多くの女性が路上に立ち、声をかけてきた男性と歩いていく女性や、現金を数える女性も…
今、深刻な社会問題となっているのが「売春の客待ち行為」です。
路上売春をしている女性
「めっちゃ稼いだ日は8〜9万円くらいですかね。生きるために続けていきたい」
こうした売春行為は、売る側(主に女性)と買う側(主に男性)がいて、成立するものですが、摘発されるのは売る側だけです。
売春防止法では、女性が大半を占める売る側の勧誘や客待ち行為に「6か月以下の拘禁刑または、2万円以下の罰金」という罰則が設けられている一方、男性が大半の買う側には罰則がなく、売春行為そのものにも罰則がありません。
路上に立つ女性の中には悪質なホストクラブなどで多額の借金を抱え、売春に追い込まれる女性も少なくありません。
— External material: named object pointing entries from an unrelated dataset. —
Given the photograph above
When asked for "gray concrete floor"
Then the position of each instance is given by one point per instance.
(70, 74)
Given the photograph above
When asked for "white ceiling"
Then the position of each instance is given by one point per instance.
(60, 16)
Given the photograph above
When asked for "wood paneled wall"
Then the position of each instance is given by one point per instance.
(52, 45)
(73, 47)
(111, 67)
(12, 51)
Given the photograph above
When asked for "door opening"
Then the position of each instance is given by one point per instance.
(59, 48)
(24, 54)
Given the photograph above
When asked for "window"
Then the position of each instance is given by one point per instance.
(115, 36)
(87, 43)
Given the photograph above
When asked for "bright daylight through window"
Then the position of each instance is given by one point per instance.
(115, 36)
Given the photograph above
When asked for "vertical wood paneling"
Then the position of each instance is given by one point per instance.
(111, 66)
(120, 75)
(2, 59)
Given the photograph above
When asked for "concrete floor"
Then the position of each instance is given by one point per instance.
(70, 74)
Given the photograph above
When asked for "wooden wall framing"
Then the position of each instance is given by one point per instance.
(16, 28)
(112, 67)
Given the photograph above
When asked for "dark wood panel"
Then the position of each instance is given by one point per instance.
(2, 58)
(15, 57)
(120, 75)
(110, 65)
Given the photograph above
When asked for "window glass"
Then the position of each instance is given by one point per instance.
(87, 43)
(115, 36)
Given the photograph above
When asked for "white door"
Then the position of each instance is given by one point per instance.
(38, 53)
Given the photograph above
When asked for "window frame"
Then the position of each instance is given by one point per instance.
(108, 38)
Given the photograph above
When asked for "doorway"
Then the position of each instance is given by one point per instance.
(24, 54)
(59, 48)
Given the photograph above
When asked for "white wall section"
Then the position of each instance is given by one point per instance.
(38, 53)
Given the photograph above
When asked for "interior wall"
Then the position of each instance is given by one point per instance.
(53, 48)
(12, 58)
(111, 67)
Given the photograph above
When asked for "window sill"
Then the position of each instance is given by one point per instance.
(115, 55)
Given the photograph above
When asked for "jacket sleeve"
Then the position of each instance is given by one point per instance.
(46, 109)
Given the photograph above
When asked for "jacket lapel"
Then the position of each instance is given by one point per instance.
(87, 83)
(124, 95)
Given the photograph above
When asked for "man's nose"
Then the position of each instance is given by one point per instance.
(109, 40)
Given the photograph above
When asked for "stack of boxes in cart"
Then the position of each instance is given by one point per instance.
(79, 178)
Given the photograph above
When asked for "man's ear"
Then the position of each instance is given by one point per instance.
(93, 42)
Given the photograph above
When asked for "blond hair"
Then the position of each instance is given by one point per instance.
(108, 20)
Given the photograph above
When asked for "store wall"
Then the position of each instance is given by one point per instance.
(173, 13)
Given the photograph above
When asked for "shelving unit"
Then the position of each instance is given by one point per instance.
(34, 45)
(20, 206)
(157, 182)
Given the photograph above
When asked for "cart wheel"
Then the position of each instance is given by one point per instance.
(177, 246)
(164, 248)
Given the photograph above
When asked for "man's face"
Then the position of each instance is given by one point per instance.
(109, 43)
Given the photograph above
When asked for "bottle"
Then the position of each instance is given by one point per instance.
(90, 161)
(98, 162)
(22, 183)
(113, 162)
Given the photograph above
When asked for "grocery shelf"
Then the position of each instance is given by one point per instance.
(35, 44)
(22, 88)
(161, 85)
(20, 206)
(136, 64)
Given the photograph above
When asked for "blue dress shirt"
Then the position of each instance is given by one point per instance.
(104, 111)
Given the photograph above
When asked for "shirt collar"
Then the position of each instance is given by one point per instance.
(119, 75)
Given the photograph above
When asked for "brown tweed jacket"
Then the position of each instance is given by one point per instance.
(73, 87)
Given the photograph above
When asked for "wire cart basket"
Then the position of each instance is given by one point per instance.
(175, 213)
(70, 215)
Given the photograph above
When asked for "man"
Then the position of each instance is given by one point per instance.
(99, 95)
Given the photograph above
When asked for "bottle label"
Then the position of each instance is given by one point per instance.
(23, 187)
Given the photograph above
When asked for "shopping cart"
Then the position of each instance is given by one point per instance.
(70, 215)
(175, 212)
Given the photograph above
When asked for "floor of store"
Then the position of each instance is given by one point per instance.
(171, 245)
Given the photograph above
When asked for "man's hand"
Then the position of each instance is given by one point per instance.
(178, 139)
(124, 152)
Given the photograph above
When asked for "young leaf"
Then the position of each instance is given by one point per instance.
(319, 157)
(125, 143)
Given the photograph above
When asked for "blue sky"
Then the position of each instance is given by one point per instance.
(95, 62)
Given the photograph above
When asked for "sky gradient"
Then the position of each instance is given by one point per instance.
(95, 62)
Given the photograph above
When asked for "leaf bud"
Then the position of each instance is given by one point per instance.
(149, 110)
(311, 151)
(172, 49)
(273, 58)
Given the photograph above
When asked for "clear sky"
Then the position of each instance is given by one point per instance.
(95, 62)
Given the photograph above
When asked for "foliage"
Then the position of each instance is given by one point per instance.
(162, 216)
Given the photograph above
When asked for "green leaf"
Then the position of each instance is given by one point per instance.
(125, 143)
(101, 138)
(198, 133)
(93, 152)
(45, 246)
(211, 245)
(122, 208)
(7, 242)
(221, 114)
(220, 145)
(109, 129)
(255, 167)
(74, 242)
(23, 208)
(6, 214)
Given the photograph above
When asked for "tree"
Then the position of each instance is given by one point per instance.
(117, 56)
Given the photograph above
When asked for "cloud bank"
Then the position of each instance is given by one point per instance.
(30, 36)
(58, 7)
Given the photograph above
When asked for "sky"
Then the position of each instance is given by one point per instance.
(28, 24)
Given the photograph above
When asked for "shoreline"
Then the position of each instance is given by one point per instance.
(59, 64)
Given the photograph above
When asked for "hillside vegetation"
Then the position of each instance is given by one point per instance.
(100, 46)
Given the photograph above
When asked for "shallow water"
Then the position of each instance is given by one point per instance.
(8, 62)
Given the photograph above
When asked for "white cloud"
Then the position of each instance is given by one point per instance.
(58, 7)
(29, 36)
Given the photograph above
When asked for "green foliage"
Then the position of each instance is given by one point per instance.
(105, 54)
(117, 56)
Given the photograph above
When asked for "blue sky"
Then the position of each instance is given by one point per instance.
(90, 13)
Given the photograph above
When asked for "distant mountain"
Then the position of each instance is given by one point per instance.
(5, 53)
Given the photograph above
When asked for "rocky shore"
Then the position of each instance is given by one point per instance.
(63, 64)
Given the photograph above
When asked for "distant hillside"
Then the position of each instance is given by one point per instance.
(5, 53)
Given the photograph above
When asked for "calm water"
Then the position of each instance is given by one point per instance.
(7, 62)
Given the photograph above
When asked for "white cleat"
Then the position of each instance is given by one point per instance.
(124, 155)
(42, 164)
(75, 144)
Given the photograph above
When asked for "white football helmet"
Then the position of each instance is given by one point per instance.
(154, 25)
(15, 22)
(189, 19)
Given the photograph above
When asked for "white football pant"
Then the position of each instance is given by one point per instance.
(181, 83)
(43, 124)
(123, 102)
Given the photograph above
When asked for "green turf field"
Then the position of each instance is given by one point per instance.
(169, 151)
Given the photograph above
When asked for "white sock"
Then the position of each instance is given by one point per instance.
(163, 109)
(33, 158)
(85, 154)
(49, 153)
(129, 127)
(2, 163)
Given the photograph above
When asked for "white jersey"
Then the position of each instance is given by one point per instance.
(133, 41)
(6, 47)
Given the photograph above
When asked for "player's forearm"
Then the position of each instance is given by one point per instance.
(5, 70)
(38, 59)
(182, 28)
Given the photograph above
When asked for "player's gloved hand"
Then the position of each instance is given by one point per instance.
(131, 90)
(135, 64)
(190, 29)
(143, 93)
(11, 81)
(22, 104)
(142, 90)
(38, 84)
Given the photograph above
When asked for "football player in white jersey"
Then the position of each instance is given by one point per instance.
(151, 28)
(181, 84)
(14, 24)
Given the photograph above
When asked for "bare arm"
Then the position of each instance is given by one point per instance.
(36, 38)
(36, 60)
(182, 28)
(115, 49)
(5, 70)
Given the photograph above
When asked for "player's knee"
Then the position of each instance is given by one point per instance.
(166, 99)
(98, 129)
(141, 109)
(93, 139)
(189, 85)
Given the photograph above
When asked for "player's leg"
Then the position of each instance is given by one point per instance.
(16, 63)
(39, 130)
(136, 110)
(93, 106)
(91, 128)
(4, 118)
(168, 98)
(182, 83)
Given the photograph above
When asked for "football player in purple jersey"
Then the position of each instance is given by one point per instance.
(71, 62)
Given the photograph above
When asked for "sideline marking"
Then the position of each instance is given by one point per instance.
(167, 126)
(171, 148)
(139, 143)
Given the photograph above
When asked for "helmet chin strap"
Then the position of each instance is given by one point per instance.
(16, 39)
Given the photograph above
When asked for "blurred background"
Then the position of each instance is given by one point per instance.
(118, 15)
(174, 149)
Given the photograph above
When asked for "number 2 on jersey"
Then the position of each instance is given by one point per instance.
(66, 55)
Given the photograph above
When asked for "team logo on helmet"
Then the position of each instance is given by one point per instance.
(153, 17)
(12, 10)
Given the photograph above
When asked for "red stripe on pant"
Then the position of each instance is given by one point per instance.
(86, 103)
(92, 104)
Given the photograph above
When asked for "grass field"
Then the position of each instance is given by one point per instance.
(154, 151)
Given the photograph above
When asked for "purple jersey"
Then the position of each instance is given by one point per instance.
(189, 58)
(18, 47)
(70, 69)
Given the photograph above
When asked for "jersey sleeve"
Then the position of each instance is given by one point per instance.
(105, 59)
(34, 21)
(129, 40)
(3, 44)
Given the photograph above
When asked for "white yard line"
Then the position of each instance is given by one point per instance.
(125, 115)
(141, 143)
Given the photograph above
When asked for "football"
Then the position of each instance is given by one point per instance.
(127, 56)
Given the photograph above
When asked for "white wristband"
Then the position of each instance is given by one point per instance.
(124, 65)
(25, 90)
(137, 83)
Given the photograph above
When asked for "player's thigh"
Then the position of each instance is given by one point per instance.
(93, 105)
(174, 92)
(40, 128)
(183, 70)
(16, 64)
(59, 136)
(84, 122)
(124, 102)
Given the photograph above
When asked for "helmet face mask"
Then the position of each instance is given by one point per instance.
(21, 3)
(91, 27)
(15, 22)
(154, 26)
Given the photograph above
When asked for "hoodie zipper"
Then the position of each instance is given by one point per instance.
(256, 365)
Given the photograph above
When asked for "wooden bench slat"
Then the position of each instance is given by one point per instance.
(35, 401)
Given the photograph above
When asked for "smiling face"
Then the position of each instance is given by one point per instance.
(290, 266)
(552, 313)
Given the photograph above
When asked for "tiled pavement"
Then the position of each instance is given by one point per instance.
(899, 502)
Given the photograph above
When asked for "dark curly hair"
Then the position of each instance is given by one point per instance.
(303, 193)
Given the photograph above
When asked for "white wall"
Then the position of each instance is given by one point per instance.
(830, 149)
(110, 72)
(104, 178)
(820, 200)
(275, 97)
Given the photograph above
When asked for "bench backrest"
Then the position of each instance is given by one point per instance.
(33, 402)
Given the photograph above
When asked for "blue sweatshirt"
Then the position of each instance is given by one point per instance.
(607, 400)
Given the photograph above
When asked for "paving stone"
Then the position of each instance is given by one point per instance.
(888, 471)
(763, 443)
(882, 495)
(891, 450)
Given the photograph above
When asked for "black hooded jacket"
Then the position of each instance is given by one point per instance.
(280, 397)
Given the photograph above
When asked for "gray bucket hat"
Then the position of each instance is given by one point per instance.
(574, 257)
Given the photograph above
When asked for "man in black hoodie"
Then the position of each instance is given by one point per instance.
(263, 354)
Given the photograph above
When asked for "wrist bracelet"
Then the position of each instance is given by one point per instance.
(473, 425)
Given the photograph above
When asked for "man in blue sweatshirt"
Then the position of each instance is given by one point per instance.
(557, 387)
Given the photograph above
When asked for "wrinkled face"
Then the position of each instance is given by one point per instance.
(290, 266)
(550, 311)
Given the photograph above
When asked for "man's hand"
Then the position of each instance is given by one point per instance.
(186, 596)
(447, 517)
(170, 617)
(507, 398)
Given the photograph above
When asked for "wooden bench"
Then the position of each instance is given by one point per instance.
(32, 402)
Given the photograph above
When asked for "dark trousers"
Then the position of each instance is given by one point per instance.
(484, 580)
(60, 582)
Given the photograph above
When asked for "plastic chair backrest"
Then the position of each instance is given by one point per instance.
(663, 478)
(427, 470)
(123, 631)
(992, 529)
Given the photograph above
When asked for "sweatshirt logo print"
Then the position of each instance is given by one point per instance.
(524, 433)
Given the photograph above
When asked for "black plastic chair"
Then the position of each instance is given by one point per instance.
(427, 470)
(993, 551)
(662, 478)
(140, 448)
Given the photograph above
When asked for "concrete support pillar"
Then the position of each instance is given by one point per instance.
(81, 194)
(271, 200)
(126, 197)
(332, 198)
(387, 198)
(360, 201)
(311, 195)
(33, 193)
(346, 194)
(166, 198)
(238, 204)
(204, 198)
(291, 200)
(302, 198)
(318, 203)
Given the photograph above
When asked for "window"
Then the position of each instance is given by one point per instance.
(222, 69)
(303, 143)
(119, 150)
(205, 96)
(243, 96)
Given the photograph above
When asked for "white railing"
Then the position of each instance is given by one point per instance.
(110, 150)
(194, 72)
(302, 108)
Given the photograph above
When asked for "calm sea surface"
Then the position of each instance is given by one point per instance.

それにもかかわらず、売る側だけが摘発される現状に批判の声が上がり、法務省は今年3月、法改正に向けた議論を進めるため、検討会を設置しました。
この検討会でヒアリングを受けた支援団体の理事長は…
NPO法人ぱっぷす 金尻カズナ理事長
「(売る側の女性は)本来、サポートが必要にもかかわらず、摘発の対象になってしまうことで、さらに孤立化していく。買春の勧誘について全く野放しの状況ということに大きな問題がある」
当事者はどう考えているのでしょうか。
「多分死んじゃう子が多くなっちゃいそう」ネット取引で危険増大の可能性も
路上売春している女性
「オジ(買う側)の方が捕まってほしいし、でもオジがいなくなる分、私達からしたら稼ぐ方法がなくなる。もう稼げないってなったら、多分死んじゃう子が多くなっちゃいそう」
法務省は、24日の検討会で、取りまとめに向けた報告書案を提示しました。焦点である「買う側」の勧誘などの行為に、新たに罰則を設けるとしています。
また、売春行為自体に規制を設けることについては、「売る側」には、様々な事情により、保護や支援の対象とするべき人がいるとして、慎重であるべきだという声が多く、「買う側」についても処罰化することで、見えないところで売春が行われるようになることを懸念するという意見で一致したといいます。
神戸大学 青山薫教授
「(買う側を規制すると)インターネットでどんどん取引をするようになる。(売春の)取引をせざるを得ない、したい人たちには危険が増す」
法務省は9月にも報告書案を取りまとめ、法改正を検討していく考えです。